The Arab public’s growing despair of the entire political system and its limited representation in the state institutions could further deepen the charged atmosphere and even render it explosive, particularly if Arab Israelis will sense that the future government will prefer to avoid collaborating with the Arab parties, or go as far as to consider limiting their activity.


Such steps could serve as the powder keg capable of turning multidimensional frustration into broad, violent and prolonged friction between the Arab public and the State of Israel. Such a development would serve as fertile ground for extremists, primarily the Islamic State, who have already proven in the last 12 months that they have a marginal but lethal hold on Arab society, especially among the younger generation. Such an explosion could flare up following specific confrontations between law enforcement forces and Arab citizens, but may also evolve due to developments associated with Temple Mount, an issue that has already proven its ability to set the mixed cities ablaze in May 2021.
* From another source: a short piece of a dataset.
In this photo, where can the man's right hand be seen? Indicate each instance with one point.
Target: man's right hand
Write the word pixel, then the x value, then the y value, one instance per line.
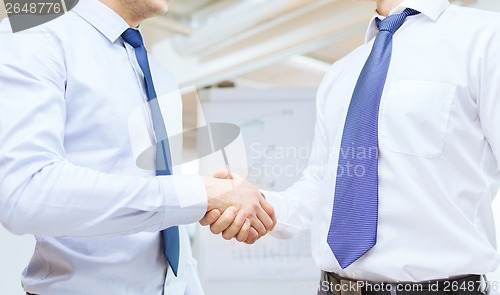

The existing tension and that which could be generated in Jewish-Arab relations may transform into a strategic challenge for Israel’s security that is no less significant than those posed by the external arenas. It is crucial for this insight to be internalized by all politicians and decision makers, for it should already be impacting their conduct at present. Arab representation in Jewish parties can no longer be changed; however, restrained conduct and balanced language in the period leading up to the elections would help to maintain relative stability in the internal arena.


On the morning after elections, the decision makers will be required to divert much of their attention to the domestic issues in Israel, alongside other fateful subjects such as the Iranian nuclear program, Palestinian system and northern front. The key understanding should be that the old formula underlying the relationship between the Arab public and state is struggling to remain valid, and if Israeli Arab citizens should feel the doors shutting in the next few weeks, the result could be a severe cascade of expectations that may also lead to increasing alienation and violent confrontations.


Any government formed would be required to further and even increase the efforts promoted in recent years with regard to increasing the budgets earmarked for the development of Arab society, eliminating crime and violence there, and cultivating the younger generation, including the advancement of civil service ventures that could give these youngsters a sense of purpose and contribution to society, alongside the reinforcement of their basic affiliation to the state institutions.


The future government would also be required to broaden the integration of Arab citizens into the establishment (where they remain underrepresented compared to their demographic proportion), and perhaps even explore a strategic step such as the drafting of a convention that, for the first time since 1948, would determine the status of Arab citizens, their rights and duties.


The Arab citizens, for their part, would be required to cooperate with the projects promoted, and be willing to reshape their fundamental demands of the state so as to eliminate all inherent alienation. For instance, the willingness to accept its current character while being granted full civil rights, abandoning the notion of the non-nation state that has been rejected by the vast majority of Israeli Jews and continues to preserve inter-societal alienation.


The current fragile state of affairs cannot go on much longer, and both societies must realize that we have reached a historical crossroads from which they can either choose to deteriorate into unprecedented abysses or take cautious steps, on a road that’s bound to be bumpy, toward a stable reality that would benefit both.



[1] See in particular the poll published by Channel Makan 33 on 28 August, and the poll published by the Israel Democracy Institute (IDI) on 31 August.

[2] In the 2001 elections voter turnout was approximately 20% (against the backdrop of the October 2000 events); however, at that time, elections were not parliamentary but direct prime-ministerial ones.





Authored by Dr. Michael Milshtein, a senior researcher at the Institute for Policy and Strategy (IPS), Reichman University.